Bazı kaynaklar, Sezar’ın, ordusu ile beraber nehirden geçişi sırasında “Alea iacta est” yani “ok yaydan çıktı” dediğini ifade eder.
Bunlardan hareketle, günümüzde, “Rubicon’u geçmek” deyimi, geri dönüşü olmayan kararları ifade etmek için kullanılır.
Bunları neden hatırladık?
Birleşmiş Milletler Genel Sekreteri Antonio Guterres, Rusya’nın Ukrayna’ya saldırıları ile ilgili olarak “Zaman Ukrayna halkının üzerine salıverilen dehşeti durdurma, diplomasi ve barış zamanı” demiş.
Gerçekten masumlara zarar veren her kavgayı engellemek ya da durdurmak insanın, insaniyetinin bir gereği. Herkes ilgili. Ve herkes en azından ilgisi kadar sorumlu. Kim ne yapabilirse…
Ama Guterres tarafından söylenen şu sözler ayrıca önemli:
“Rusya’nın nükleer alarm seviyesini yükseltmesi tüyler ürperten bir gelişme. Bir zamanlar düşünülemez olan nükleer çatışma olasılığı, şimdi yeniden olasılık dahilinde.”
Rusya’nın nükleer alarm seviyesini yükseltmekle neyi hedeflediği ayrı konu.
Ama dünyayı ateşe verecek çılgınlığın geri dönüşünün olmayacağı açık.
İkinci dünya savaşını bitiren nükleer bombanın üçüncü dünya savaşına etkisinin ve katkısının ne olacağını düşünmek bile istemeyiz.
Ama bizce daha da önemlisi şu: Modern çağın savaş alanındaki Rubikon hattı nükleer bombadır.
Bir savaşta nükleer bomba kullanılması Sezar’ın Rubikon’u geçişinin tarihteki ve coğrafyadaki etkisinden binlerce kat büyük etki yapacaktır.
Gündemdeki mesele sadece bir milletin, ülkenin ya da devletin meselesi değil. Ama bilhassa nükleer silahlar konuşulmaya başladığında mesele herkesin ve hatta her canlının meselesi olacak.
Dünyanın sulh-u umumiye ihtiyacı var.
Bunun birinci şartı kurulu düzenin devam ettirilmesi.
Zira barışı bozarak barışa hizmet etmek mümkün değildir.

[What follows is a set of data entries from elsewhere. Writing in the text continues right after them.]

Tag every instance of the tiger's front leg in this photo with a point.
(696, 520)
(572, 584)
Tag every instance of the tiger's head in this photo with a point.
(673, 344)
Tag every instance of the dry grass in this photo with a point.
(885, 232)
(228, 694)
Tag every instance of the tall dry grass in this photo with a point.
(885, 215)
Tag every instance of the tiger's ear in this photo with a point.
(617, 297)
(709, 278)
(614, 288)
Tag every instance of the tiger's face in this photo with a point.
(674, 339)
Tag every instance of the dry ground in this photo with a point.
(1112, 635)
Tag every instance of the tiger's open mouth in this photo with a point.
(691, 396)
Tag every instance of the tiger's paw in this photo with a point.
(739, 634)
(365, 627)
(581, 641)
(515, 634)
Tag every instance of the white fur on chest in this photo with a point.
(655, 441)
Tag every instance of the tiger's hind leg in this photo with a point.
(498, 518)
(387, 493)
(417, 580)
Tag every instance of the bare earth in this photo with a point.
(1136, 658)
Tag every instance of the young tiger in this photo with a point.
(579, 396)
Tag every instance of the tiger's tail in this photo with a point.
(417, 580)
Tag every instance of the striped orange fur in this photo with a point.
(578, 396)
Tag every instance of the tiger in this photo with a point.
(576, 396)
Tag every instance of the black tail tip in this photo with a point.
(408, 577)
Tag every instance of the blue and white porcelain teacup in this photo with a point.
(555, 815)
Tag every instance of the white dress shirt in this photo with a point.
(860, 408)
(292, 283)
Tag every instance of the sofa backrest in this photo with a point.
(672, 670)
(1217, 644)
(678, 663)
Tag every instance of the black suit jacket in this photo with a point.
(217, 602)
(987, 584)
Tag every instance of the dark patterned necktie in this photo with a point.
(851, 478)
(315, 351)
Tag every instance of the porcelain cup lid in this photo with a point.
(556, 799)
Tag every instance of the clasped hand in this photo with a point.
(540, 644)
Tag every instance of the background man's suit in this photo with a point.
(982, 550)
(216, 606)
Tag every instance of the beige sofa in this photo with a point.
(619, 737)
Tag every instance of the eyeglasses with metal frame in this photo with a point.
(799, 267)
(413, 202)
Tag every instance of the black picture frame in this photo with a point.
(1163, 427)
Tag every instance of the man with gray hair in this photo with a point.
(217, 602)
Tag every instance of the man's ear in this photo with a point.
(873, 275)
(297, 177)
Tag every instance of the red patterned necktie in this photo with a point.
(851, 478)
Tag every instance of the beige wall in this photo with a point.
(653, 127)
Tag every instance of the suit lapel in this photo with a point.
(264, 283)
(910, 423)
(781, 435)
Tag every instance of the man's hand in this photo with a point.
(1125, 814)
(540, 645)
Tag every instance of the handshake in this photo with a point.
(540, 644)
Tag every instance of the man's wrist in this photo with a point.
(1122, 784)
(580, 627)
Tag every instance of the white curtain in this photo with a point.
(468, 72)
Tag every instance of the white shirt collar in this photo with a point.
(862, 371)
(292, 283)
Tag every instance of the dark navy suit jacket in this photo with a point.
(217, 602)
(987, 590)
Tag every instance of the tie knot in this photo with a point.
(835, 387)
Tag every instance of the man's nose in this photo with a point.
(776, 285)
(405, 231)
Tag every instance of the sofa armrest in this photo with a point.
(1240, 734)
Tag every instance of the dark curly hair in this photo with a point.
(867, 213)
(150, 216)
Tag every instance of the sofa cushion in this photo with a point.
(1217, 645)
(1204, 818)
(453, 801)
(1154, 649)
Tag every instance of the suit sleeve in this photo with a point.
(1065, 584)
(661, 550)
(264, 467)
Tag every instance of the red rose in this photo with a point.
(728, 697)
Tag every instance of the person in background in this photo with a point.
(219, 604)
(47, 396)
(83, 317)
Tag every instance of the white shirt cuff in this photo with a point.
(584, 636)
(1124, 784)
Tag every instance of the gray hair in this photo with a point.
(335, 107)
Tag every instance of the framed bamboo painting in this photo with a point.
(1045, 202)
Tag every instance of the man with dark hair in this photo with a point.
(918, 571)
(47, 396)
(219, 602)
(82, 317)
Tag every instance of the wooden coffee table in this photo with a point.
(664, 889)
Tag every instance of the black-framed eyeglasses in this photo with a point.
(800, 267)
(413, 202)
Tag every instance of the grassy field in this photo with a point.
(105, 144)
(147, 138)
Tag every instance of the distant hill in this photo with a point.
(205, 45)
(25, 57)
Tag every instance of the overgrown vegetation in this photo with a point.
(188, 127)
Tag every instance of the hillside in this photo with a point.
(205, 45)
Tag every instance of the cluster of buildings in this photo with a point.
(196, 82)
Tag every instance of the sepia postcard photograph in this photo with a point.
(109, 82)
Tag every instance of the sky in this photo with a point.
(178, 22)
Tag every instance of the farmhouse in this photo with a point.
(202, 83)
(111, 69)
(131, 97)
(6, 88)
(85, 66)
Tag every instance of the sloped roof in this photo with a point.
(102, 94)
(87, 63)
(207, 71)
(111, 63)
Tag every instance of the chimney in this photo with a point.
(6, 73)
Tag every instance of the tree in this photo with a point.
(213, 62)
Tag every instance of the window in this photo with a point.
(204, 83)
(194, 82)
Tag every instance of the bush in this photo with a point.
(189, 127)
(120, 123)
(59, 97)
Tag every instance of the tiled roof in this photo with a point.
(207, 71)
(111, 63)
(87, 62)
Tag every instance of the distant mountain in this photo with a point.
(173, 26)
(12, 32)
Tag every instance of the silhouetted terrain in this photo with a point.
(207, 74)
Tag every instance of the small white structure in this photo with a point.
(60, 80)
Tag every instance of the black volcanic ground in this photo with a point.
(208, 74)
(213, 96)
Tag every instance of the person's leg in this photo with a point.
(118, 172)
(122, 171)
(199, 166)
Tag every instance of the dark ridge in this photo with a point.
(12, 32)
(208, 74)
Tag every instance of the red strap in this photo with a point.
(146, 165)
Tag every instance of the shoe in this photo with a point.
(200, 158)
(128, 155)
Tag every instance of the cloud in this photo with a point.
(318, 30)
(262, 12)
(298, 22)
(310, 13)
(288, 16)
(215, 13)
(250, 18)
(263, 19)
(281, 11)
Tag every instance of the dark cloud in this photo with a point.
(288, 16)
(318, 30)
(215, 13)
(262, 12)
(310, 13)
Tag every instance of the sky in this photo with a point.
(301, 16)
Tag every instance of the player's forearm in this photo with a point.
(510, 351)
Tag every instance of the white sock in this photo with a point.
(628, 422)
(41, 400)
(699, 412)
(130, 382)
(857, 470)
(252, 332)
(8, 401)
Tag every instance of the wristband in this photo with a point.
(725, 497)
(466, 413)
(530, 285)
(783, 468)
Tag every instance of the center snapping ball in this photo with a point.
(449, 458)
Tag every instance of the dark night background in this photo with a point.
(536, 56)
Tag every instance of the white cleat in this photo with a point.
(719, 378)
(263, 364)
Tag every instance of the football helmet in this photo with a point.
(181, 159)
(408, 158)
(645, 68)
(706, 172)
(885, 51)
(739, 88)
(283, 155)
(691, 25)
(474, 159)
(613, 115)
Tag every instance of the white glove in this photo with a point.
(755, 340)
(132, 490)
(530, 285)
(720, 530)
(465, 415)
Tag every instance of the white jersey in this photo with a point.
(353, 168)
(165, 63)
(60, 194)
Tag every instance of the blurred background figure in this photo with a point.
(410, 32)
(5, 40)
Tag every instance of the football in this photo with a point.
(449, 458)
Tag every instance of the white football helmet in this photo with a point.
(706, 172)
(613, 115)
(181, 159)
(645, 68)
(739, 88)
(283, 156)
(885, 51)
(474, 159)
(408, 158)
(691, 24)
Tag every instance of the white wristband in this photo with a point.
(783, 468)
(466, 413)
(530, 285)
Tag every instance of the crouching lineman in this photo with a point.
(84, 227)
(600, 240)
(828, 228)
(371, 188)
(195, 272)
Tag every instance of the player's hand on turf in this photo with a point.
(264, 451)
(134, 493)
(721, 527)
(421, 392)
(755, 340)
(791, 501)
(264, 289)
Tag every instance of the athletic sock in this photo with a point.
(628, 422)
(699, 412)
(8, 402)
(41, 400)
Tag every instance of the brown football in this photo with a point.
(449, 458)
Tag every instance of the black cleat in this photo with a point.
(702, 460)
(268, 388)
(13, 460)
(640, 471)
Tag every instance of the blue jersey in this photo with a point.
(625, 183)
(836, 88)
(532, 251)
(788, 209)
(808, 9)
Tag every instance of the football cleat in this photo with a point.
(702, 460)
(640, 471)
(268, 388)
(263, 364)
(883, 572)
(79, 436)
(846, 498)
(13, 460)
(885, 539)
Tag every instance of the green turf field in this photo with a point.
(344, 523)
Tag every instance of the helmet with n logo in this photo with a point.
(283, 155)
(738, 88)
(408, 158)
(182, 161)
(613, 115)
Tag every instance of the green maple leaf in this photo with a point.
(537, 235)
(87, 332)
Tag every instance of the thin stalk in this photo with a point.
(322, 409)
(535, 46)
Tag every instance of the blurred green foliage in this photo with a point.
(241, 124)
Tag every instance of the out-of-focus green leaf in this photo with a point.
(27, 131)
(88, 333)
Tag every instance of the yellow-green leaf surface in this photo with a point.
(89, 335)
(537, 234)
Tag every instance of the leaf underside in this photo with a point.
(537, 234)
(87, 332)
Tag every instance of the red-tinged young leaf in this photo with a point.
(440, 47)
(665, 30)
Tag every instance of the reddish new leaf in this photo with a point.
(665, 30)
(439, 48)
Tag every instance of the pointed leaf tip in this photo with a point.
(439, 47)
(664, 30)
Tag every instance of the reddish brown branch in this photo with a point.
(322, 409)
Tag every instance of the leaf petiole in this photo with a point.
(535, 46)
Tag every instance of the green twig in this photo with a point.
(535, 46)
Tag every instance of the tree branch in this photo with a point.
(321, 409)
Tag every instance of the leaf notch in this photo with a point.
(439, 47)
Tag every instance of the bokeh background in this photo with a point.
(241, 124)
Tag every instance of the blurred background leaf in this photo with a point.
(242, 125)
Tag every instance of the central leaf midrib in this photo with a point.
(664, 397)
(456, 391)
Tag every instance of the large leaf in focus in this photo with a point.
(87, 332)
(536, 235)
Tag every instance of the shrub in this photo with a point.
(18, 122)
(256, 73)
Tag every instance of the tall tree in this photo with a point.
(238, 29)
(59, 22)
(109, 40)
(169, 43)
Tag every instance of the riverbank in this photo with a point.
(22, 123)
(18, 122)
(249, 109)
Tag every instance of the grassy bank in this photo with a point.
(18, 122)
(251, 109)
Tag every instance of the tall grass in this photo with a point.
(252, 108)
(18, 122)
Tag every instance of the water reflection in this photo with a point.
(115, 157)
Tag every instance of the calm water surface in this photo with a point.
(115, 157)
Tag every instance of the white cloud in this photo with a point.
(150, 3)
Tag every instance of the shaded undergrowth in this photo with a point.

Bir zamanlar “dünya beşten büyüktür” sloganları yardımıyla BM düşmanlığı pompalandığında “Birleşmiş Milletler’in daha iyisini kurmadan mevcut Birleşmiş Milletleri kaldırmanın ya da yok saymanın yanlış olacağını” yazmıştık da Erdoğancıgillerden hayli eleştiri almıştık.
O zaman ne demek istediğimiz o dostlarımızca şimdilerde inşallah anlaşılıyordur.